International Journal of Obstetrics and Gynecology ISSN: 2736-1594 Vol. 10 (4), pp. 001-004, April, 2022. © International Scholars Journals
Brief Communication: Antenatal glucocorticoids and neonatal outcomes in type 1 diabetes pregnancy
Claire L. Meek [ORC ID 0000-0002-4176-8329] 1,2,3*, Zoe Stewart4, Samuel Furse1, Jennifer Yamamoto5, Catherine E. Aiken1,6, Denice S. Feig7, Albert Koulman1, Helen R. Murphy2,8,9
1The Wellcome Trust-MRC Institute of Metabolic Science, Metabolic Research Laboratories, University of Cambridge, Addenbrookes’s Hospital, Box 289, Hills Road, Cambridge, CB2 0QQ, United Kingdom. 2Wolfson Diabetes and Endocrinology Clinic, Cambridge University Hospitals, Addenbrookes’s Hospital, Box 289, Hills Road, Cambridge, CB2 0QQ, United Kingdom. 3Department of Clinical Biochemistry, Cambridge University Hospitals, Addenbrookes’s Hospital, Box 281, Hills Road, Cambridge, CB2 0QQ, United Kingdom. 4Academic Clinical Lecturer in Obstetrics and Gynaecology, Department of Cardiovascular Sciences, University of Leicester, Leicester, UK. 5Department of Medicine, University of Manitoba, Winnipeg, Canada; Department of Medicine, Cumming School of Medicine, University of Calgary, Calgary, Canada. 6Department of Obstetrics, Cambridge University Hospitals, Addenbrookes’s Hospital, Box 281, Hills Road, Cambridge, CB2 0QQ, United Kingdom. 7Mount Sinai Hospital, Department of Medicine, University of Toronto; Lunenfeld-Tanenbaum Research Institute, Toronto, Canada. 8Norwich Medical School, University of East Anglia, Norwich, UK. 9Department of Women and Children’s Health, King’s College London, London, UK.

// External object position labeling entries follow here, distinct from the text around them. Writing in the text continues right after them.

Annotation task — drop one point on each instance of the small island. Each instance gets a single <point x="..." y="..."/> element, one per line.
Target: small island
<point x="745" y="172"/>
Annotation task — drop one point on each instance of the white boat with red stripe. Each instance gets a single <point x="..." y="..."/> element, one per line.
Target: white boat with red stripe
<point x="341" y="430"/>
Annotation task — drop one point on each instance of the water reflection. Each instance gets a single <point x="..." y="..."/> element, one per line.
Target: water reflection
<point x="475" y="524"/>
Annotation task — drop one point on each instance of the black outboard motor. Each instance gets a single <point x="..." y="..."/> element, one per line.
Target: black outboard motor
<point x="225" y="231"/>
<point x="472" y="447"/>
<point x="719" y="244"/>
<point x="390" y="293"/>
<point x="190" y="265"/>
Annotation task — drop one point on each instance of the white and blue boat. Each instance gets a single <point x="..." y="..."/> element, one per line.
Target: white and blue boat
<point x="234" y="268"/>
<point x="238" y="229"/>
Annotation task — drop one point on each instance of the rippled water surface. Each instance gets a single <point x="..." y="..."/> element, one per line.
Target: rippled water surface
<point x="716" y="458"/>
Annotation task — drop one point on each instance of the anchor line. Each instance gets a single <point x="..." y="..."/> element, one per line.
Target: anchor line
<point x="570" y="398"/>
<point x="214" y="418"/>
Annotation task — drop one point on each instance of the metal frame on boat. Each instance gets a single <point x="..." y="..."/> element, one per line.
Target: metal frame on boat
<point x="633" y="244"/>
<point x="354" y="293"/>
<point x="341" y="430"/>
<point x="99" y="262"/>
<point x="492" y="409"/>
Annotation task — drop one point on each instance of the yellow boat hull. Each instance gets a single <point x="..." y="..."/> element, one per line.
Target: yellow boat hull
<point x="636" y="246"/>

Accepted 17 December, 2021
Rationale: Antenatal glucocorticoids are associated with improved outcomes in preterm infants, but their role is unclear in term offspring of high-risk pregnancies. For example, antenatal glucocorticoid administration in mothers with type 1 diabetes (T1D) in pregnancy has been reported to increase neonatal hypoglycemia risk, a common complication in this population. Both neonatal hypoglycemia and its cause, neonatal hyperinsulinism, may have chronic consequences on offspring neurological and cardiometabolic function. Objective: We aimed to assess the impact of antenatal glucocorticoid administration upon neonatal hypoglycemia risk and hyperinsulinism (assessed using cord blood C-peptide) in T1D pregnancy. Methods: We used data from the CONCEPTT randomized controlled trial of continuous glucose monitoring in pregnant women with T1D. Antenatal glucocorticoid administration was not randomised but given according to local protocols for perceived clinical need. C-peptide was measured in cord blood using an immunoassay. Results: Infants exposed to antenatal glucocorticoids had increased rates of neonatal complications, as expected, which were mostly explained by differences in gestational age at delivery. However, associations with elevated cord blood C-peptide, a marker of offspring hyperinsulinism, remained significant despite adjustment for gestational age and maternal hyperglycemia. Conclusions: Further assessment of risks and benefit of antenatal glucocorticoid administration in T1D pregnancy is warranted.
Keywords: Type 1 diabetes; pregnancy; antenatal glucocorticoids; neonatal hypoglycemia; Cord C-peptide; hyperinsulinism; perinatal complications.